1. The structure of the dataset will make it difficult to feed into a machine learning model as it is not all of the same type (an integer for example) and there are categorical variables present. In addition, there are NAN values in the dataset so there is a lot of feature engineering/cleaning of the dataset that needs to get done. In addition, some of the features in the dataset are not relevant to the machine learning mdoel and will need to be removed.

1.3 Data Processing and Kaggle kernels

For the Airbnb dataset, we use a specific kernel to explore different statistics of the data. After using kaggle to download the kernel, I opened it up on Jupyter Notebook and built another data visualization that is relevant to the dataset as shown below.
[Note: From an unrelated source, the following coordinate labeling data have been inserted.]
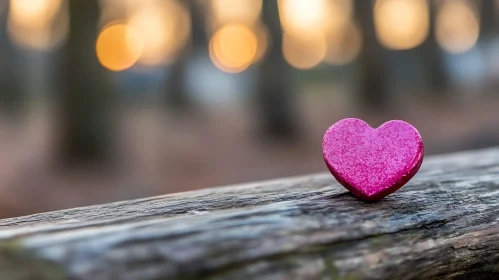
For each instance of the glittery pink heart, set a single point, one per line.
(372, 163)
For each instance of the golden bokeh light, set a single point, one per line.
(304, 53)
(401, 24)
(457, 26)
(345, 47)
(38, 24)
(118, 47)
(164, 27)
(301, 16)
(245, 11)
(33, 13)
(233, 47)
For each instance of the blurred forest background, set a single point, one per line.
(104, 100)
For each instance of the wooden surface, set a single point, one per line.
(443, 224)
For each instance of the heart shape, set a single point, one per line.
(372, 163)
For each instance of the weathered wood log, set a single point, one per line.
(444, 224)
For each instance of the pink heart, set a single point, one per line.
(372, 163)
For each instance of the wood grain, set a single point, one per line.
(443, 224)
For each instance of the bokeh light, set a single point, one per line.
(233, 47)
(345, 47)
(457, 26)
(33, 13)
(164, 27)
(244, 11)
(118, 47)
(304, 53)
(38, 24)
(301, 16)
(401, 24)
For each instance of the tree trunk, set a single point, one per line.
(434, 64)
(12, 96)
(86, 93)
(373, 87)
(275, 95)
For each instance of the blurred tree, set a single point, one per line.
(177, 96)
(433, 57)
(488, 22)
(85, 96)
(373, 72)
(275, 96)
(11, 94)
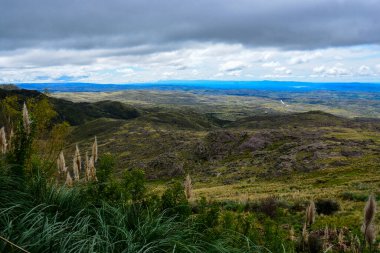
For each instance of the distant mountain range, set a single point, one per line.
(205, 85)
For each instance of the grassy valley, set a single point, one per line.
(252, 160)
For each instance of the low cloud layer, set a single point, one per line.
(143, 40)
(128, 23)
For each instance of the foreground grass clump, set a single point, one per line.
(40, 213)
(87, 206)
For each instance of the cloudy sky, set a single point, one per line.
(125, 41)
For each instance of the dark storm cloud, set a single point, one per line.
(88, 24)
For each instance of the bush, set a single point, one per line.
(327, 206)
(174, 201)
(133, 184)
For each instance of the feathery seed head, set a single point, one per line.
(25, 119)
(95, 150)
(370, 234)
(69, 180)
(61, 164)
(292, 234)
(310, 213)
(188, 187)
(3, 141)
(369, 210)
(305, 233)
(78, 158)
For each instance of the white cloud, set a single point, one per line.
(304, 58)
(283, 71)
(365, 70)
(271, 64)
(336, 70)
(232, 66)
(196, 61)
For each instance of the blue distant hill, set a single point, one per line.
(205, 85)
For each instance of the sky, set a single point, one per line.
(129, 41)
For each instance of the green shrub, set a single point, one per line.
(354, 196)
(326, 206)
(133, 184)
(174, 201)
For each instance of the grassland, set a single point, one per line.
(241, 152)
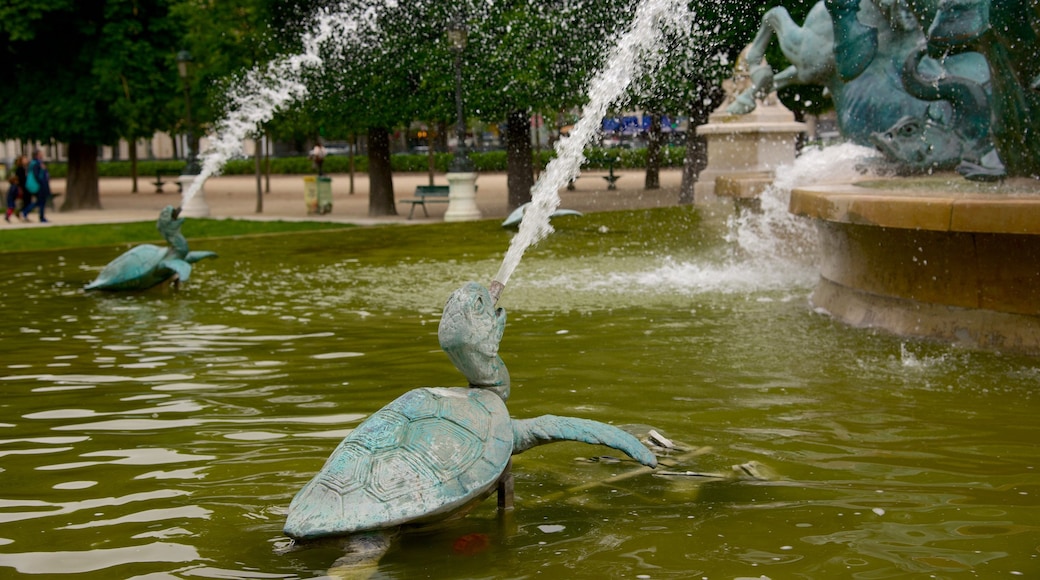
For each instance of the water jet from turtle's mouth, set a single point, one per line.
(495, 289)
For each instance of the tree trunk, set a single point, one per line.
(81, 186)
(697, 154)
(259, 170)
(654, 138)
(520, 174)
(133, 165)
(380, 176)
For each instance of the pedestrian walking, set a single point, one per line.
(16, 188)
(37, 178)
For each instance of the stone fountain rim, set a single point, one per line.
(923, 204)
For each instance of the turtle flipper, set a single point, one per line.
(193, 257)
(182, 268)
(549, 428)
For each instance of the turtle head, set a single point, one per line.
(170, 226)
(470, 331)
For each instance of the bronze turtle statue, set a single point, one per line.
(147, 265)
(436, 451)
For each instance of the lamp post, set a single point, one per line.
(193, 205)
(462, 174)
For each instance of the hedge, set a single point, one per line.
(486, 161)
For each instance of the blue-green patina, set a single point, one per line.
(436, 451)
(924, 110)
(147, 265)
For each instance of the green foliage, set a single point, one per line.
(404, 162)
(85, 72)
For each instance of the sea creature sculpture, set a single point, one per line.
(516, 217)
(147, 265)
(1007, 34)
(861, 51)
(434, 452)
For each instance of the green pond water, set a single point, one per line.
(161, 436)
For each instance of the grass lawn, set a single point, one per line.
(56, 237)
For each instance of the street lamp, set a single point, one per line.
(457, 34)
(183, 59)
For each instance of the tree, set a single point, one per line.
(85, 74)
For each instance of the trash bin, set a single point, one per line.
(317, 193)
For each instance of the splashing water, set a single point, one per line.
(630, 57)
(774, 235)
(265, 89)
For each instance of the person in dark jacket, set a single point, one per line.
(16, 188)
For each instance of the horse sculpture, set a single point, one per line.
(857, 50)
(1007, 34)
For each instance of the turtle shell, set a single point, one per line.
(135, 268)
(419, 458)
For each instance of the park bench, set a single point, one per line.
(424, 194)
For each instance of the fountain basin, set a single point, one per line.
(931, 257)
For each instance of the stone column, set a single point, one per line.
(746, 146)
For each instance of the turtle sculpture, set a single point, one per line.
(434, 452)
(147, 265)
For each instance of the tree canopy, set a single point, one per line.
(113, 74)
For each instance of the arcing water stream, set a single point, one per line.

I generated a heatmap to look at the correlation between various features of the dataset. Corr Map

Brainstorm data collection strategy for your project

A recent estimate claims that around 13 million people have some level of proficiency in American Sign Language, making it the third most commonly used language in the United States. I will be working on a use case for people who use Sign Language as their primary mode of communication. The goal of the project is to create a system that will convert video feed of a person signing in American Sign Language into English text to encourage communication between those who have no other way of expressing their ideas other than signing and those who cannot sign. This idea hopes to cater to the 500,000 deaf people in the US and Canada who’s natural language is the American Sign Language (ASL). Some of the data sources that we I hope to use include the American Sign Language Lexicon Video Dataset, a database of more than 3,300 ASL signs in citation form, each produced by 1-6 native ASL signers, for a total of almost 9800 tokens. The dataset includes multiple synchronized videos showing the signing from different angles, with annotations including gloss labels, sign start and end time codes, start and end handshape labels for both hands, morphological and articulatory classifications of sign type. For compound signs, the dataset includes annotations for each morpheme. To facilitate computer vision-based sign language recognition, the dataset also includes numeric ID labels for sign variants, video sequences in uncompressed-raw format, and camera calibration sequences. I hope to preprocess these videos by trying to crop the video at the start and end time codes and remove color/apply filters to only focus on the two hands in the video. I will not be looking at facial expressions of the individual as this will make the analysis more complicated. I could only find image datasets on Kaggle with labels as the ASL alphanet or basic gestures rather than a dataset that contains a more comprehensive vocabulary.